Find the number of games where the guessed language is correct (meaning equal to the target one) and that language is Russian.

In [4]:
dataset.filter(lambda x: x["guess"]==x["target"] and x["target"]=="Russian").count()

290818

Return the number of distinct "target" languages.

In [5]:
dataset.map(lambda x: x["target"]).distinct().count()

78

Return the sample IDs (i.e., the sample field) of the top three games where the guessed language is correct (equal to the target one) ordered by language (ascending), then by country (ascending), then by date (ascending)

In [11]:
d1 = dataset.filter(lambda x: x["guess"]==x["target"])
d2 = d1.sortBy(lambda x: (x["target"], x["country"], x["date"]))
d3 = d2.map(lambda x: x["sample"])
d3.take(3)

['00b85faa8b878a14f8781be334deb137',
 'efcd813daec1c836d9f030b30caa07ce',
 '13722ceed1eede7ba597ade9b4cb9807']

Aggregate all games by country and target language, counting the number of guesses for each group and return the frequencies of the three most frequent country/language combinations.

In [17]:
dataset.map(lambda x: ((x["country"], x["target"]), 1)).reduceByKey(lambda x,y: x+y).sortBy(lambda x: x[1], ascending=False).take(3)
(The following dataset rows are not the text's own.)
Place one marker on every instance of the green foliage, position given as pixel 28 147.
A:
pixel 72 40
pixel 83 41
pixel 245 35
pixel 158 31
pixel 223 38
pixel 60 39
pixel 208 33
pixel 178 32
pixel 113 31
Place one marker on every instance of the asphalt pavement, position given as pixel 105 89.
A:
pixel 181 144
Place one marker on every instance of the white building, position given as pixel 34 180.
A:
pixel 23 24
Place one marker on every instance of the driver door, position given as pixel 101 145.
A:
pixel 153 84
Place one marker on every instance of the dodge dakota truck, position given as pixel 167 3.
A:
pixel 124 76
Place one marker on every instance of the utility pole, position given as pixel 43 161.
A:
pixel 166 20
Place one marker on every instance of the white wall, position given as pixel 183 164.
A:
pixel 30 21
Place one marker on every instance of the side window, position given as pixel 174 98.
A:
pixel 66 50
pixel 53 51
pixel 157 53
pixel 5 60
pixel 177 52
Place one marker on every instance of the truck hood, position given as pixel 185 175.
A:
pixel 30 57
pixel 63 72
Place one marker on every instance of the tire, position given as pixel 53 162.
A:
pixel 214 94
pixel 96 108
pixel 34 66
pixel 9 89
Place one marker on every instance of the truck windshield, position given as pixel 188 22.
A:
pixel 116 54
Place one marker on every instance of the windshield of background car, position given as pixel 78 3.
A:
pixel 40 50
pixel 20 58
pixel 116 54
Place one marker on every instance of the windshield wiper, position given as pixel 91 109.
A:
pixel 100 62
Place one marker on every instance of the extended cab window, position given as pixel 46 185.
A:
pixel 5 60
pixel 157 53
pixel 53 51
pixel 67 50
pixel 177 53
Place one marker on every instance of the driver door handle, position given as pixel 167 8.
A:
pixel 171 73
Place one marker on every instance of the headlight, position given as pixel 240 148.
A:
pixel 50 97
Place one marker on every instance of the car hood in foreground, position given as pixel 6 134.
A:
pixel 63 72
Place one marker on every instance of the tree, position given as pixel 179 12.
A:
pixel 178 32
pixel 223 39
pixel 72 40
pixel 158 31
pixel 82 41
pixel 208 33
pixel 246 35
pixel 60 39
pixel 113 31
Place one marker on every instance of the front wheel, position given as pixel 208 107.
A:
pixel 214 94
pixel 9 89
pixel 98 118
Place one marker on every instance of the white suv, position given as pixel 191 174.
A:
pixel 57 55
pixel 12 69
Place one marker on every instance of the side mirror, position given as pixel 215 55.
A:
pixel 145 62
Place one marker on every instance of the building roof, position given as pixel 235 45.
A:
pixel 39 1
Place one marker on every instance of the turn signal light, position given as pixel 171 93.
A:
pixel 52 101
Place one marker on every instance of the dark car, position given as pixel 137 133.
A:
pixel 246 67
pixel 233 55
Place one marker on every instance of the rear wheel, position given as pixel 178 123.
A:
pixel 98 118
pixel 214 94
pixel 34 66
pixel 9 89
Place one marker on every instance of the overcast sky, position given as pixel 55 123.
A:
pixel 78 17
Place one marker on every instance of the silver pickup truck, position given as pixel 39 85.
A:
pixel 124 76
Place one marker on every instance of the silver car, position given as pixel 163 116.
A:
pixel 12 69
[(('US', 'French'), 112934),
 (('US', 'German'), 112007),
 (('US', 'Spanish'), 110919)]

Find the percentage of games where (the answer was correct && the correct guess was the first choice amongst the array of possible answers)

In [15]:
correct_and_first = dataset.filter(lambda x: x["guess"]==x["target"] and x["guess"]==x["choices"][0]).count()
total = dataset.count()
correct_and_first/total

0.25603983084476356

Sort the languages by decreasing overall percentage of correct guesses and return the first three languages.

In [18]:
dataset.filter(lambda x: x["guess"]==x["target"]).map(lambda x: (x["target"], 1)).reduceByKey(lambda x,y: x+y).sortBy(lambda x: x[1], ascending=False).take(3)

[('French', 325430), ('German', 315271), ('Spanish', 304147)]

Return the number of games played on the latest day.

In [22]:
d1 = dataset.sortBy(lambda x: x["date"], ascending=False)
last_day = d1.take(1)
print(last_day)
dataset.filter(lambda x: x["date"] == last_day).count()

KeyboardInterrupt: